Ukraine-Russie : Qu’est-ce que Nord Steam 2, et pourquoi est-il controversé ? | Actualités énergétiques


Alors que les puissances occidentales tentent d’éviter une invasion russe de l’Ukraine, Nord Stream 2, un projet d’infrastructure énergétique tant vanté qui a déjà creusé un fossé entre l’Allemagne et les États-Unis, pourrait devenir une monnaie d’échange clé.

Le gazoduc de 11 milliards de dollars traversant la mer Baltique, détenu par le géant russe de l’énergie Gazprom, va de la Sibérie occidentale à l’Allemagne, doublant la capacité du gazoduc Nord Stream 1 déjà utilisé.

Alors que l’Allemagne a soutenu qu’il s’agissait uniquement d’un projet commercial, Nord Stream 2 a également des conséquences géostratégiques, contournant l’Ukraine et la privant potentiellement des quelque 2 milliards de dollars de frais de transit que la Russie paie actuellement pour envoyer du gaz sur son territoire.

Le pipeline pourrait chauffer 26 millions de foyers allemands à un prix abordable et la construction a été achevée en septembre.

Cependant, les régulateurs allemands n’ont pas encore délivré l’autorisation légale finale dont Gazprom a besoin pour commencer ses opérations.

Les États-Unis ont considéré le gazoduc comme un outil géopolitique permettant à la Russie de saper l’énergie et la sécurité nationale, augmentant ainsi l’influence de Moscou sur l’Europe, où les prix du gaz ont grimpé en flèche.

L’oléoduc s’est heurté à l’opposition de l’Ukraine et de la Pologne et a laissé Washington dans une position difficile avec certains de ses alliés européens.
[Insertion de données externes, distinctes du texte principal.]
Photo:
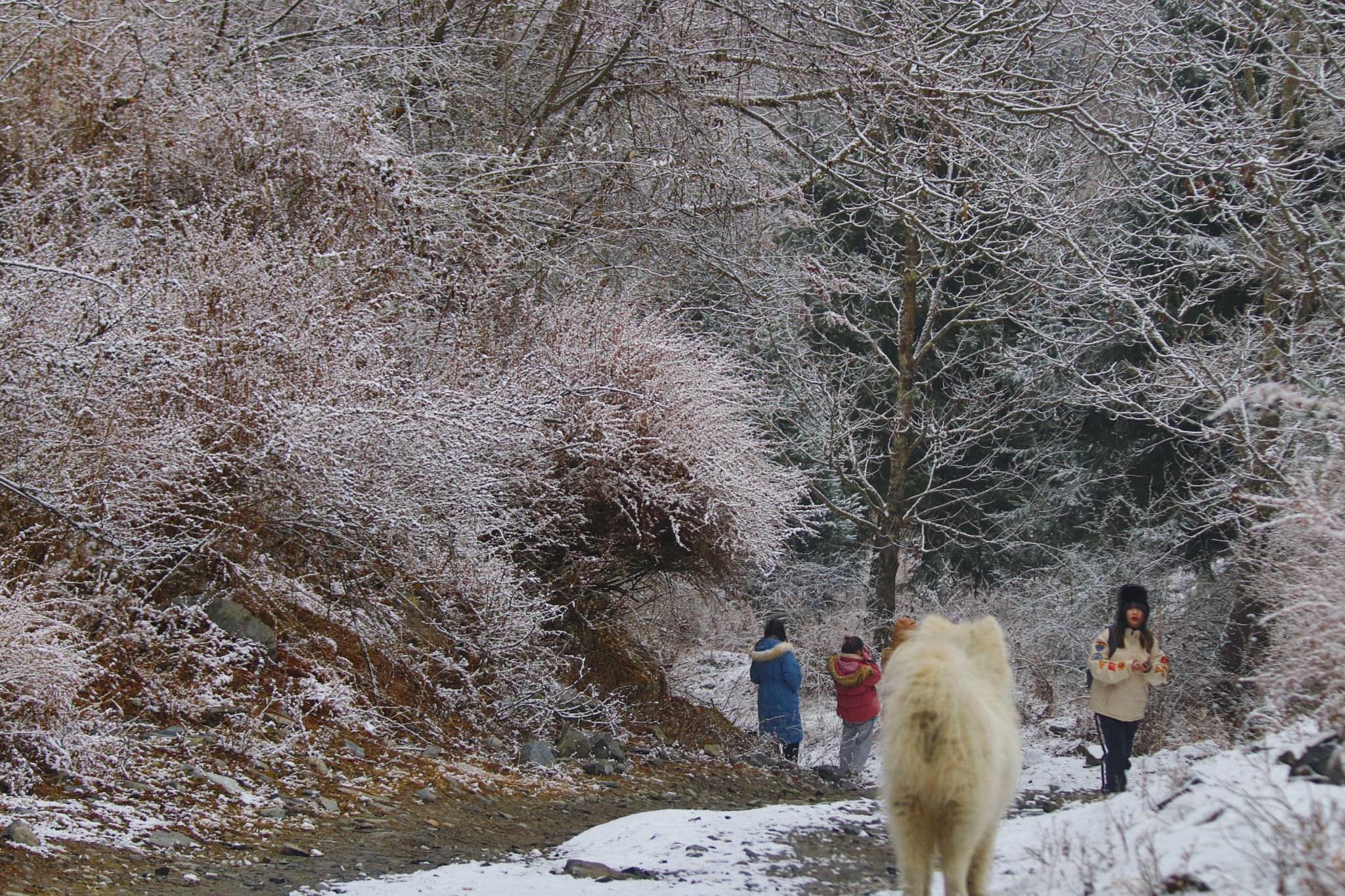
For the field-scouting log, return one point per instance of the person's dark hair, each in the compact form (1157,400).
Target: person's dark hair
(1132,595)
Cela a également provoqué des luttes politiques au sein du nouveau gouvernement de coalition allemand et laissé l’Occident divisé dans sa réponse à la situation.

La semaine dernière, le chancelier allemand Olaf Scholz, qui avait auparavant refusé de s’exprimer publiquement sur la possibilité d’arrêter le gazoduc si la Russie devait attaquer l’Ukraine, a offert sa meilleure indication que cela était encore possible.

« Il est clair qu’il y aura un coût élevé et que tout cela devra être discuté s’il y a une intervention militaire contre l’Ukraine », a déclaré Scholz lors d’une conférence de presse avec le secrétaire général de l’OTAN, Jens Stoltenberg.

Le 13 janvier, le Sénat américain n’a pas réussi à adopter un projet de loi parrainé par le sénateur républicain Ted Cruz pour imposer des sanctions à Nord Stream 2.

L’administration du président américain Joe Biden avait fait pression sur les sénateurs républicains contre le projet de loi, craignant ses effets sur les relations américano-allemandes et la possibilité qu’il puisse contrarier davantage la Russie dans le contexte de la crise ukrainienne.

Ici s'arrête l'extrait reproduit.